> It handles complex coding tasks with minimal prompting...
I find it interesting how marketers are trying to make minimal prompting a good thing, a direction to optimize. Even if i talk to a senior engineer, i'm trying to be specific as possible to avoid ambiguities etc. Pushing the models to just do what they think its best is a weird direction. There are so many subtle things/understandings of the architecture that are just in my head or a colleagues head. Meanwhile, i found that a very good workflow is asking claude code to come back with clarifying questions and then a plan, before just starting to execute.
> Meanwhile, i found that a very good workflow is asking claude code to come back with clarifying questions and then a plan, before just starting to execute.
For example, you can first use the Ask mode to explore the codebase and answer your questions, as well as ask you its own about what you want to do. Then, you can switch over to the Code mode to do the actual implementation, or the model itself will ask you to switch to it in other modes, because it's not allowed to change files in the Ask mode.
I think that approach works pretty well, especially when you document what needs to be done in a separate Markdown file or something along the lines of it, that can be then referenced if you have to clean the context, like a new refactoring task for what's been implemented.
> I find it interesting how marketers are trying to make minimal prompting a good thing, a direction to optimize.

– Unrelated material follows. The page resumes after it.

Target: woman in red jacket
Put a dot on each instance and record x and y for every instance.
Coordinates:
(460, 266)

This seems like a good thing, though. You're still allowed to be as specific as you want to, but the baseline is a bit better.
> Even if i talk to a senior engineer, i'm trying to be specific as possible to avoid ambiguities etc.
Sure - but you're being specific about the acceptance criteria, not the technical implementation details, right?
That's where the models I've been using are at the moment in terms of capability; they're like junior engineers. They know how to write good quality code. If I tell them exactly what to write, they can one-shot most tasks. Otherwise, there's a good chance the output will be spaghetti.
> There are so many subtle things/understandings of the architecture that are just in my head or a colleagues head.
My primary agentic code generation tool at the moment is OpenHands (app.all-hands.dev). Every time it makes an architectural decision I disagree with, I add a "microagent" (long-term context, analogous to CLAUDE.md or Devin's "Knowledge Base").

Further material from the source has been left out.